Since 1995, spin-dependent tunneling in magnetoresistive materials has offered the hope of nonvolatile magnetic RAM as well as more sensitive read heads and magnetic sensors. Advances in materials and techniques have brought steady progress in raising TMR from the 10 percent cited in 1995 to 45 percent in 1999 and 59.5 percent in 2002. Now NVE says it has raised the bar.
"By adding boron to [the iron and cobalt usually used in the pinned magnetic layer], we have achieved over 70 percent tunneling magnetoresistance, and TMR is the best measure available for correlating experimental results with theoretical predictions," said James Daughton, chief technical officer at NVE (Eden Prairie, Minn.). NVE researchers Dexin Wang, Cathy Nordman, Zhenghong Qian and Jonathon Fink worked with Daughton to achieve the TMR results.
NVE focuses on applying its advances to magnetic RAMs-devices that theoretically perform as well as DRAMs but, as nonvolatile memories, require no refresh function and no standby power. In MRAMs, a bit is stored in a magnetic tunnel junction (MTJ), which includes a pinned magnetic layer, a tunnel barrier and a free magnetic layer. The free layer is switched from one magnetic polarization to the other to represent ones and zeros. MRAMs can also be assembled to resemble a serial flash memory by using a series of MTJs controlled by the word and bit lines.
Programming an MRAM takes about the same amount of time as programming a DRAM (about 1,000 times faster than programming a flash memory). When fabricated in today's 180-nanometer processes, the MRAM cell size is about 1 square micron-about the same as DRAM and flash memories, but about one-third the size at of an SRAM cell. Future, 90-nm processes could shrink the nonvolatile MRAM cell to about one-third of a square micron.

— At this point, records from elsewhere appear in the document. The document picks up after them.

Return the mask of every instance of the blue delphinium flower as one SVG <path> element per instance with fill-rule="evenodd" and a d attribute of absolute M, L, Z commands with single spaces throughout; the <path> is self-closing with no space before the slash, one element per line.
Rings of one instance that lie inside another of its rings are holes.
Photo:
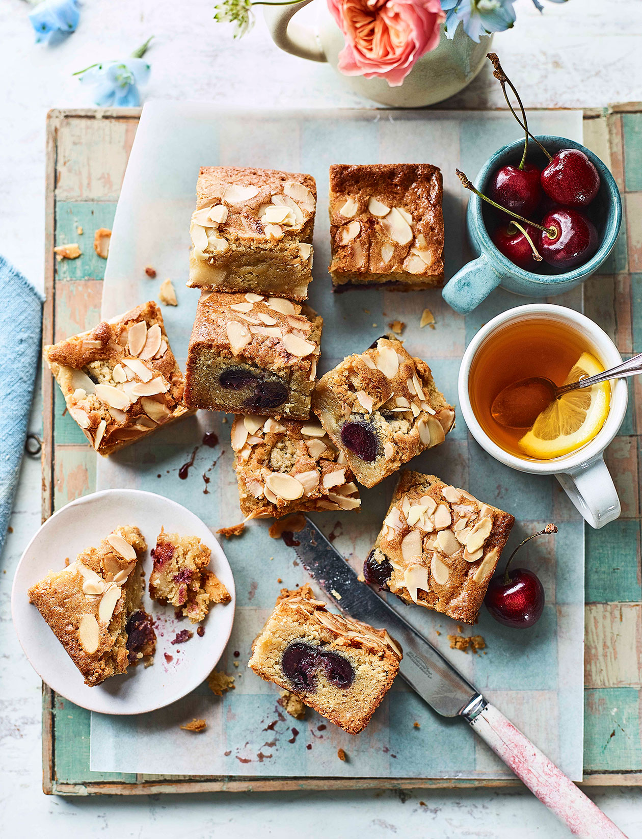
<path fill-rule="evenodd" d="M 48 39 L 54 32 L 75 32 L 80 18 L 78 0 L 43 0 L 29 12 L 36 44 Z"/>
<path fill-rule="evenodd" d="M 105 61 L 92 64 L 74 76 L 80 76 L 83 84 L 96 86 L 94 102 L 98 107 L 137 107 L 140 105 L 138 85 L 149 78 L 150 66 L 143 56 L 147 52 L 151 38 L 138 47 L 124 61 Z"/>
<path fill-rule="evenodd" d="M 504 32 L 515 22 L 513 3 L 515 0 L 441 0 L 441 8 L 446 13 L 446 34 L 454 38 L 462 22 L 464 32 L 479 43 L 482 35 Z"/>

In 2002, researchers increased TMR from 45 percent to 59 percent by replacing the NiFeCo free layer in the MTJ with CoFeB. NVE achieved the 70 percent-plus TMR by replacing not only the free layer but also the pinned layer (previously FeCo) with CoFeB. The record TMR value is said to indicate a high-quality tunnel barrier at both interfaces. NVE also reports high symmetry in the bias dependence-a necessary condition for a fully optimized barrier.
The National Science Foundation, the Army and the Missile Defense Agency supported the research. NVE has licensed its MRAM technology to Honeywell and Motorola for use in embedded microcontrollers. Motorola described its process at the International Electron Devices Meeting (see www.eetimes.com/story/OEG20031027S0023).